Two measures have been introduced in Oregon's Senate that opponents claim could gut the state's 1991 rigid plastics container law. Testimony took place Feb. 6 before the Senate Agriculture, Natural Resources and Environment Committee in Salem on SB 279, which would exempt food containers from a law requiring packages have 25 percent recycled content, be made of a plastic with a 25 percent state recycling rate, or be reusable. Robert Danko, senior analyst for the state Department of Environmental Quality, said high recycling rates for PET and HDPE containers have made enforcement of the 1991 mandates unnecessary. But industry wants exemptions before a future legislature raises the rate requirements.
Hearings have not been scheduled on SB 361, which would exempt plastic containers for food and cosmetics and allow a package maker to satisfy the recycling requirements by using reduced packaging.

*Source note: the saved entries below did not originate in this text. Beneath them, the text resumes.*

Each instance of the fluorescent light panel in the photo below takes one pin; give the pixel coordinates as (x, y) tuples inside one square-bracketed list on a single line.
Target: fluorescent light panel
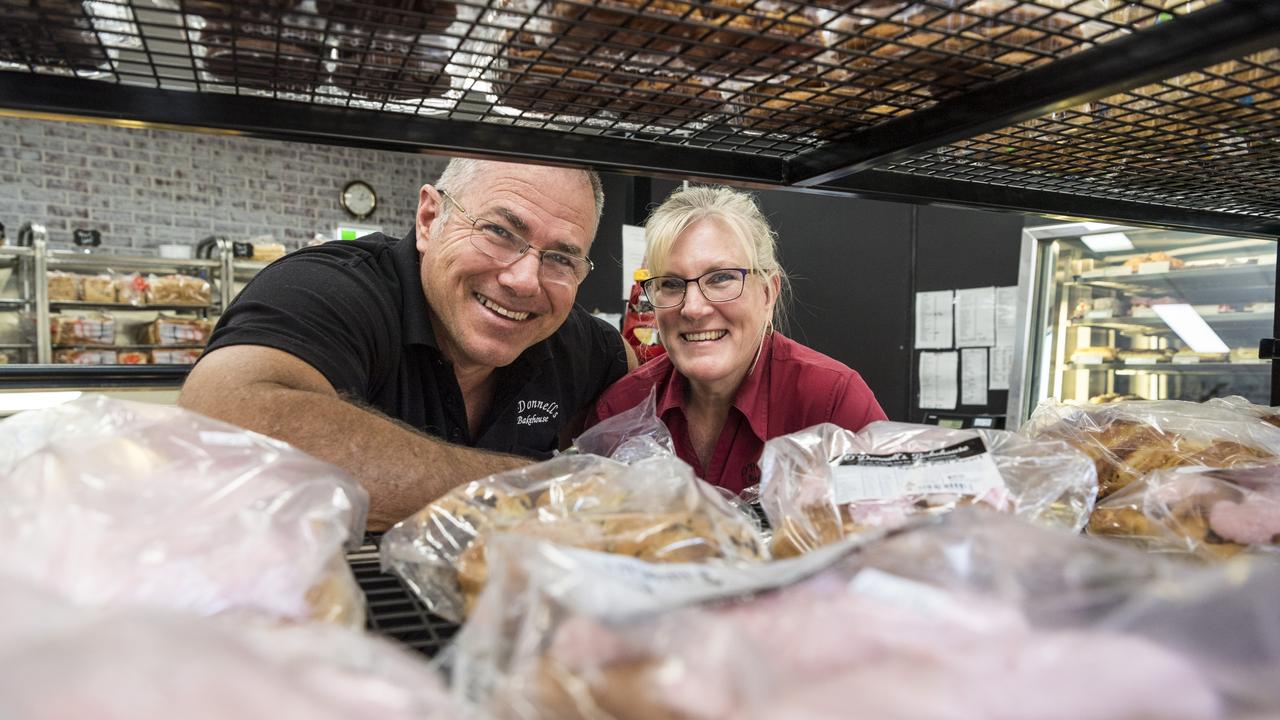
[(1187, 323), (1107, 242)]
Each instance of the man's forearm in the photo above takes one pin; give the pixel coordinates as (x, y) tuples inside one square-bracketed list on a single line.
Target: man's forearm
[(401, 468)]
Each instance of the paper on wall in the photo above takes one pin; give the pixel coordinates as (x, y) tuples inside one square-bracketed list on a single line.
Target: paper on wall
[(973, 376), (632, 256), (938, 379), (1001, 367), (933, 319), (976, 317), (1006, 315)]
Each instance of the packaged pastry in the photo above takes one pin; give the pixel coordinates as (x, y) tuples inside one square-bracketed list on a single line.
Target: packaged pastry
[(177, 290), (97, 288), (174, 356), (1129, 440), (63, 287), (176, 331), (119, 504), (73, 661), (1208, 513), (827, 483), (973, 616), (1242, 405), (91, 328), (656, 510)]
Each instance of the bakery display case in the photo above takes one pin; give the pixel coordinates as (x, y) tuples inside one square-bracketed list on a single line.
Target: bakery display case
[(1153, 314)]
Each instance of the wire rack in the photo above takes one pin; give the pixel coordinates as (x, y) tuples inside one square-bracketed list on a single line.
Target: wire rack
[(393, 611), (762, 78)]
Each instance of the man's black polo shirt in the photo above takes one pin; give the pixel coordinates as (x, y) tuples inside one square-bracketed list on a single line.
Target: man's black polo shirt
[(356, 313)]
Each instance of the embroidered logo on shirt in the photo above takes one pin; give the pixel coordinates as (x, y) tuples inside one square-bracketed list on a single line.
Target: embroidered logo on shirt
[(535, 411)]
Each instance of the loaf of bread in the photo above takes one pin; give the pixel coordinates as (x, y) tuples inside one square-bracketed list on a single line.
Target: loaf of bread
[(656, 510), (826, 483)]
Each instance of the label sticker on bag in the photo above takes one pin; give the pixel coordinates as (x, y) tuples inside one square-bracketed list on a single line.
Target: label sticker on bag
[(964, 468)]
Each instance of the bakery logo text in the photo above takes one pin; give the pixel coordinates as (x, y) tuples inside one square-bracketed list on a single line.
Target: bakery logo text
[(535, 411)]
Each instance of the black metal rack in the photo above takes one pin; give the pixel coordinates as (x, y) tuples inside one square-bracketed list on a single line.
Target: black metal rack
[(1162, 112), (393, 611)]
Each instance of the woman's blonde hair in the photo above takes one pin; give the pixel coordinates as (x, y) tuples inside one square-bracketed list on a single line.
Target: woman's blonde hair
[(736, 210)]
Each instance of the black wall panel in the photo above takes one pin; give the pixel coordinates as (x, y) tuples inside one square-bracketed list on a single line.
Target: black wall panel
[(961, 249)]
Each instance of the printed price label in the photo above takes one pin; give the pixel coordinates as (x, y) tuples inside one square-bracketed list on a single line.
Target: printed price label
[(964, 468)]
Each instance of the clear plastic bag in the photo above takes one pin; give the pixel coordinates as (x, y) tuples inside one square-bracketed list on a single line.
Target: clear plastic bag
[(1129, 440), (1203, 511), (629, 436), (1270, 415), (115, 502), (654, 509), (129, 664), (974, 615), (824, 483)]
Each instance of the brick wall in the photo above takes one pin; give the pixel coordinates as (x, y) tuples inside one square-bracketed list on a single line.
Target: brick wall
[(146, 187)]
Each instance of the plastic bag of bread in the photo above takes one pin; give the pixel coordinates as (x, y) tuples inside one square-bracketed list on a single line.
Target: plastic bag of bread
[(1265, 413), (1203, 511), (176, 331), (178, 290), (824, 483), (114, 664), (113, 502), (654, 510), (629, 436), (1129, 440), (90, 328), (976, 615)]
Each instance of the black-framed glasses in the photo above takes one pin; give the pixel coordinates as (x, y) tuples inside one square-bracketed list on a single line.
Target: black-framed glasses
[(504, 246), (718, 286)]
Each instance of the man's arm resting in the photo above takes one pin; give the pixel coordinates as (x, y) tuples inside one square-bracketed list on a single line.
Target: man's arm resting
[(278, 395)]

Steve McCoid, president of the Association of Oregon Food Industries, testified that either food container exemption would exempt small retailers from the same fines as manufacturers, which can run $10,000 a day.
Opponent Robert Guttridge, plastics specialist for K.B. Recycling in Milwaukie, Ore., and past chairman of the Association of Oregon Recyclers, noted, ``It seems unnecessary to amend and substantially weaken a law that has produced favorable results for plastics recycling.''
Chris Taylor, an advocate for the Oregon Public Interest Research Group, said food processors fear that ``if the current [recycling] level drops, they would be forced to meet another, less-desirable, option'' than those offered under the 1991 law.